The perception of political cronyism in the contract process fueled public opinion. An Aug. 3 investigative report by the Post-Tribune of Gary showed investors had been communicating their ideas to officials in the Department of Natural Resources (DNR) for more than a year before the state invited proposals. One of the chief investors is Chuck Williams of Valparaiso, northwest Indiana representative on the Republican state committee. Williams denied his GOP connections played a role, and the DNR says it gave no preferential treatment.
In Indianapolis, citizens have been less successful questioning a sweetheart deal given to a French company, the Bolloré Group, to launch an electric car-sharing program using city assets. The City-County Council had no say in the project, there was no competitive bidding, and no public hearings were held to solicit public opinion on the merits of spending $6 million in taxpayer funds.
When completed, the BlueIndy system will have up to 1,000 charging stations at 200 locations, most taking the place of public-parking spots.
Complaints arose this summer after workers arrived in neighborhoods to install electric cables, service kiosks and charging stations. “They just showed up one day tearing up my front yard and put these chargers in,” homeowner Sean McCarthy told the Indianapolis Star. “I feel like these cars, parked there all day, are going to devalue my property.”
Mayor Greg Ballard says his administration did nothing wrong by committing tax dollars and infrastructure for a profit-making venture. Because the charging stations will be available for the general public to use to charge their own electric vehicles, it is an appropriate use of public assets, his spokesman said.

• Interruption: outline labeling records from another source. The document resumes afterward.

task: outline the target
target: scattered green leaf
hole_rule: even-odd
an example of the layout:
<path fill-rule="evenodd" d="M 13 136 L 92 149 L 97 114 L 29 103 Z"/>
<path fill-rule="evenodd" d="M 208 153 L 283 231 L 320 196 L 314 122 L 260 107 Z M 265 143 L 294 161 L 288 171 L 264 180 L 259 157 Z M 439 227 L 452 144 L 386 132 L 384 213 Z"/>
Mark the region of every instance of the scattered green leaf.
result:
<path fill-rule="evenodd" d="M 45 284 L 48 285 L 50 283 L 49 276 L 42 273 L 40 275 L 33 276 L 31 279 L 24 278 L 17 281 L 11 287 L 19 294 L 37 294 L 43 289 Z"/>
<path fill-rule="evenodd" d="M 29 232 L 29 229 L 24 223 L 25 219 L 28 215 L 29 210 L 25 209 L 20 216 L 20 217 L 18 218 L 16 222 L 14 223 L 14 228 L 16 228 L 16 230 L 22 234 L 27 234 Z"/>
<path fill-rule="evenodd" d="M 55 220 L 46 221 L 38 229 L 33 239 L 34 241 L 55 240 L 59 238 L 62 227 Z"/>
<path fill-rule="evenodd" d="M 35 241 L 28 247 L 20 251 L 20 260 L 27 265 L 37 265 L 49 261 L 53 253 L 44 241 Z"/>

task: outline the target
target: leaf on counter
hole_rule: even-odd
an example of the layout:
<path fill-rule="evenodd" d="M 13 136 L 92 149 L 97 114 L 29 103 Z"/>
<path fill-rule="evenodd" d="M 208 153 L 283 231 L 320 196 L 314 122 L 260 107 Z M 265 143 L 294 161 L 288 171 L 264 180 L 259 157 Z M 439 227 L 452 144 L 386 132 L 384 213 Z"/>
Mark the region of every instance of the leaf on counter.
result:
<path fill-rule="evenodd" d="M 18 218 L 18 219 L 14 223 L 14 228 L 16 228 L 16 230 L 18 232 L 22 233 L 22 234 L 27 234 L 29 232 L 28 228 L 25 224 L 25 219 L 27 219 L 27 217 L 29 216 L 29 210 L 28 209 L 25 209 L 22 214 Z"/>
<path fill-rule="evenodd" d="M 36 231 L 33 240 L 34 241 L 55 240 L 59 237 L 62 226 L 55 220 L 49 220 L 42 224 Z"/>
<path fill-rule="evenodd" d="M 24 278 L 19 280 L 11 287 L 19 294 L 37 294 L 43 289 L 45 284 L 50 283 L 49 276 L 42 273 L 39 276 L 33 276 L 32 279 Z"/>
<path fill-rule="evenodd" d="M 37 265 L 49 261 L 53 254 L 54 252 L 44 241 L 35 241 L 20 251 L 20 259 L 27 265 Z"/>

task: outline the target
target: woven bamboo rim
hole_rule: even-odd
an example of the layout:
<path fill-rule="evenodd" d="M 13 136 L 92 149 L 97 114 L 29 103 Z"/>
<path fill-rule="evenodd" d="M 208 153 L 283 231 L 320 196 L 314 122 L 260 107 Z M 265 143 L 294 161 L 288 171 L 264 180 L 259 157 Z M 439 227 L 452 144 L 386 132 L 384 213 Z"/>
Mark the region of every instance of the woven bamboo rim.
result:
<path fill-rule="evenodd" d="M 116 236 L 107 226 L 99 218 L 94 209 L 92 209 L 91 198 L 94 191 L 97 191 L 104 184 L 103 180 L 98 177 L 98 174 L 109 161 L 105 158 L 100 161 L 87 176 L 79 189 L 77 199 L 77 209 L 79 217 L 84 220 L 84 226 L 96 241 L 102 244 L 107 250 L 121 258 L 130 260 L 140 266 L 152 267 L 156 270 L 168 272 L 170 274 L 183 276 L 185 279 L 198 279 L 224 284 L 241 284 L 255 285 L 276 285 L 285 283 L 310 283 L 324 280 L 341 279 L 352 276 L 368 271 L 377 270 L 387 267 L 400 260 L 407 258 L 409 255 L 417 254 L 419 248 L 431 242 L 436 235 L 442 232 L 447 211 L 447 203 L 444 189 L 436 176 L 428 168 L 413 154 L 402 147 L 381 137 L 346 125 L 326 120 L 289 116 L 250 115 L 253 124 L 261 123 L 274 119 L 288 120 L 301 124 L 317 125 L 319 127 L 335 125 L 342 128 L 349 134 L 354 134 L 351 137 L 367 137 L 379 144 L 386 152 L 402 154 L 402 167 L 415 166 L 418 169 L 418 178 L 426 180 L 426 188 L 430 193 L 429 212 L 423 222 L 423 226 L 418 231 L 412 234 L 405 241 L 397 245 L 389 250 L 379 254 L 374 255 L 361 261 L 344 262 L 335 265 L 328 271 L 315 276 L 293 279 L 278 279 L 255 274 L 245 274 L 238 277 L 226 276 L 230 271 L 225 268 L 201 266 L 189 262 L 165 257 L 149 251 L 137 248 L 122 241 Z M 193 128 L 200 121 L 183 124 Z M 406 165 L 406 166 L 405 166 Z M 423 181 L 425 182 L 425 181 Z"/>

A few members of the City-County Council have threatened to sue the Ballard administration for what they deem illegal use of public property. Ballard leaves office at the end of the year so his successor may inherit this controversy.
Kahlo knows from experience that community activists must be in it for the long haul if they hope to make a difference. “The bar that is set for citizens — we, the people — is so high in cases like these. It’s hard to successfully challenge projects that are politically agreed upon from the earliest stages. But it can be done.”